Freitag, 26. Oktober 2012

"Ben X" [NL, BE '07 | Nic Balthazar]

Ich will mir ja nicht anmaßen ein allgemeingültiges Urteil darüber zu fällen, wann Autismus und die Symptomatik des Asperger-Syndroms glaubhaft oder eben nicht glaubhaft verkörpert wurden, doch so sehr ich auch versuchte Greg Timmermans' eigenwilliger Interpretation dieses Krankheitsbildes irgendetwas abzugewinnen, so wenig berührte, beeindruckte oder überzeugte mich seine Darstellung des an Asperger erkrankten Ben in irgendeinem Aspekt. Scheinbar geplagt von chronischen Overacting-Attacken kämpft sich dieser an der Seite eines ebenso wenig überzeugenden Darsteller-Ensembles durch ein ambitioniertes Debüt, dessen formaler Einfallsreichtum aber zu keiner Sekunde die penetrante Affektion zu kaschieren vermag, die von den eklatanten Drehbuch-Schwächen herrühren. „Ben X“ fehlt es an Authentizität und immer wieder an darstellerischen Fertigkeiten. Wenn der jugendliche Ben (übrigens selten blöd: vom fast zehn Jahre älteren Timmermans verkörpert) unsicher über den von Klischee-Statisten bevölkerten Schulhof wandelt und die Kamera sich mittels ständiger Close Ups immer wieder auf dessen verkrampftes Gesicht konzentriert, fast so als wolle sie sich über das limitierte schauspielerische Talent Timmermans lustig machen, dann wird klar, weshalb „Ben X“ nie zu wirklicher Größe berufen war: Es fehlt – so blöd es auch klingt - ein guter Hauptdarsteller.

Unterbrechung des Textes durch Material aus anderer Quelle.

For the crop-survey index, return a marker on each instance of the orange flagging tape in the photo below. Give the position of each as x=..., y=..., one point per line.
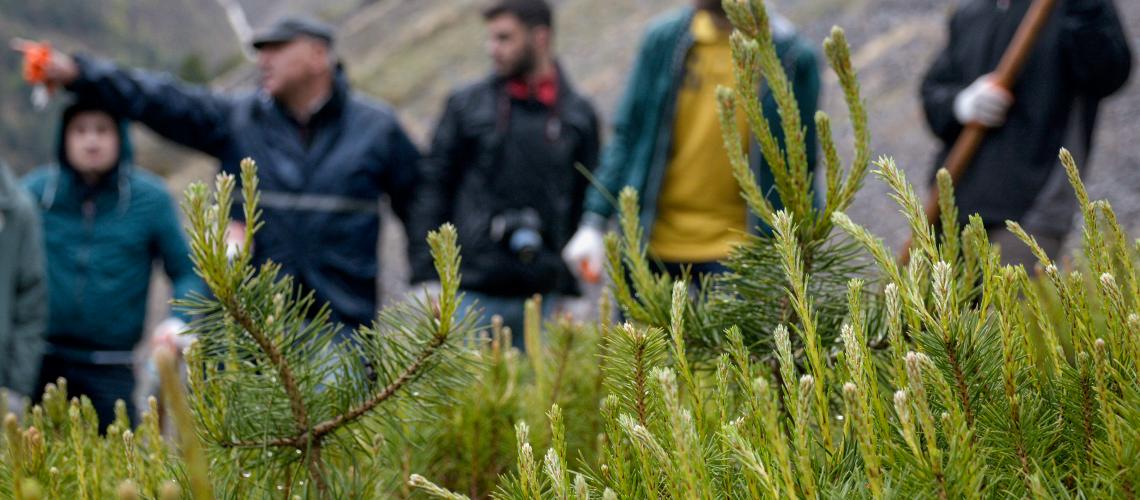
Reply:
x=37, y=57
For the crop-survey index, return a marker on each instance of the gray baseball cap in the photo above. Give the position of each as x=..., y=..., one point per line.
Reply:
x=288, y=29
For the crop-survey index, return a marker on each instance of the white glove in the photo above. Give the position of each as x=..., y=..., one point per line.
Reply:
x=983, y=103
x=170, y=334
x=585, y=254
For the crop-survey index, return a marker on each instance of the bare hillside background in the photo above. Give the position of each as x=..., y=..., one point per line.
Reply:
x=409, y=52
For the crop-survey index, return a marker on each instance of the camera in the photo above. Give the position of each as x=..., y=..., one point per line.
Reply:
x=520, y=230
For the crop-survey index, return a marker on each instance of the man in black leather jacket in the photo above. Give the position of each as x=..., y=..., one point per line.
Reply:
x=502, y=169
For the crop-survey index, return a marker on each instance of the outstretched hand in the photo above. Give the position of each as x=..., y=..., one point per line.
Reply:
x=45, y=65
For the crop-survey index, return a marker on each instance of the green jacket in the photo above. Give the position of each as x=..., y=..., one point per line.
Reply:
x=638, y=150
x=102, y=245
x=23, y=288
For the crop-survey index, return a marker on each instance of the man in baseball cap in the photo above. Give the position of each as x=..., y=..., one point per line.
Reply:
x=326, y=154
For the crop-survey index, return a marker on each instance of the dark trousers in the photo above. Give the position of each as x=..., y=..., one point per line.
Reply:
x=103, y=384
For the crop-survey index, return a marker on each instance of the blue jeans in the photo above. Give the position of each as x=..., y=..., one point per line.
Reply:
x=511, y=309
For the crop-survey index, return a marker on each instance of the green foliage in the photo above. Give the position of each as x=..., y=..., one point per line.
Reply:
x=947, y=377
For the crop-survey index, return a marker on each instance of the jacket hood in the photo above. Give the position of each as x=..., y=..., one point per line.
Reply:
x=64, y=180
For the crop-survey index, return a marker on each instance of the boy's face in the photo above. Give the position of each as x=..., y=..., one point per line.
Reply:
x=91, y=142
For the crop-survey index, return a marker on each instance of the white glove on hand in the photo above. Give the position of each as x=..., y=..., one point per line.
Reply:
x=169, y=334
x=983, y=103
x=585, y=254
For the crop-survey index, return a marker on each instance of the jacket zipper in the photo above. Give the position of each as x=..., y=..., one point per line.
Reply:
x=84, y=254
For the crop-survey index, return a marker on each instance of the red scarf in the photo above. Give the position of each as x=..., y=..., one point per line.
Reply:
x=545, y=90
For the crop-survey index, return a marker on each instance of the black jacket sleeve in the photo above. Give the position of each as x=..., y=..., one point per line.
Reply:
x=186, y=114
x=941, y=85
x=400, y=174
x=438, y=181
x=1096, y=47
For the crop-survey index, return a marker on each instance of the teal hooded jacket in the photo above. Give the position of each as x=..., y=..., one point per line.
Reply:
x=102, y=243
x=637, y=154
x=23, y=287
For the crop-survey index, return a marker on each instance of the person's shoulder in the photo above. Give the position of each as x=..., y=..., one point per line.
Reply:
x=35, y=180
x=668, y=24
x=149, y=187
x=471, y=91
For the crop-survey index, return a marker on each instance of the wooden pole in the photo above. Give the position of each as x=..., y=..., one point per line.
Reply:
x=1009, y=68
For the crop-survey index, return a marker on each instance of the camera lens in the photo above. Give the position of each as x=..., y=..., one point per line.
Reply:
x=526, y=243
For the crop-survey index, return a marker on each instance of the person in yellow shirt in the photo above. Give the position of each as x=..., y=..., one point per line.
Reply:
x=667, y=142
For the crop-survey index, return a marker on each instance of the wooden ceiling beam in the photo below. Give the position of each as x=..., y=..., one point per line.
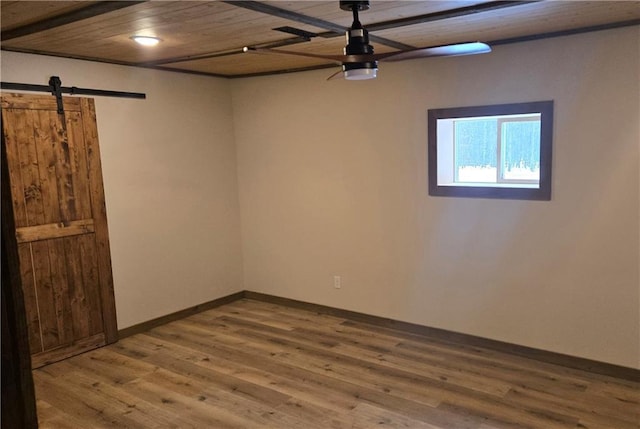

Doch bei allem Makel in Timmermans' verkrampftem Spiel – es ist nicht einzig allein seine Schuld. Denn so sehr man sich auch an seinem Spiel stoßen mag, wirklich scheitern tut „Ben X“ an seinem Drehbuch. Nic Balthazar beweist keinerlei Gefühl für das ihm zugrundeliegende Sujet, bebildert kalt und jede Realitätsnähe vermissend, die Schikane der Mitschüler und die täglichen Barrieren zwischen seinem Protagonisten und dieser Welt, die ihm doch so fremd ist. Balthazar pflügt durch die sozialkritischen Themen ohne jede Feinfühligkeit und lässt seine beiden schmerzhaft eindimensionalen Peiniger immer wieder mit lautem Getöse auf den armen Ben los. Der langsam fortschreitenden Devastation einer einsamen und verwirrten Seele und der damit einhergehenden Schädigung durch sein Umfeld begegnet Balthazar mit visuellen Spielereien und nicht etwa einem Drehbuch, das als künstliche Reproduktion wirklicher Umfelder fungiert. Statt den Klassenraum mit Charakteren zu füllen, mit Gesichtern, die als Teil einer mitreißenden Geschichte funktionieren, liefert uns der niederländische Regie-Debütant die ewig-selben Gussformen; Abziehbilder, denen man eigentlich längst überdrüssig sein sollte. Da gibt es natürlich ein bis zwei emphatische Mitschüler, die – gut erzogen wie sie nun einmal sind – nicht mitfilmen, wenn die restliche, gesichtslose Klassenschaft Ben die Höschen herunterzieht, die bereits erwähnten, lächerlich aufgesetzt spielenden Peiniger und eine Hand voll Lehrer und Familienmitglieder, die irgendwie auch ein bisschen Charakter haben wollen, letztlich aber nur der wackelige Rahmen für eine löchrige Geschichte sind.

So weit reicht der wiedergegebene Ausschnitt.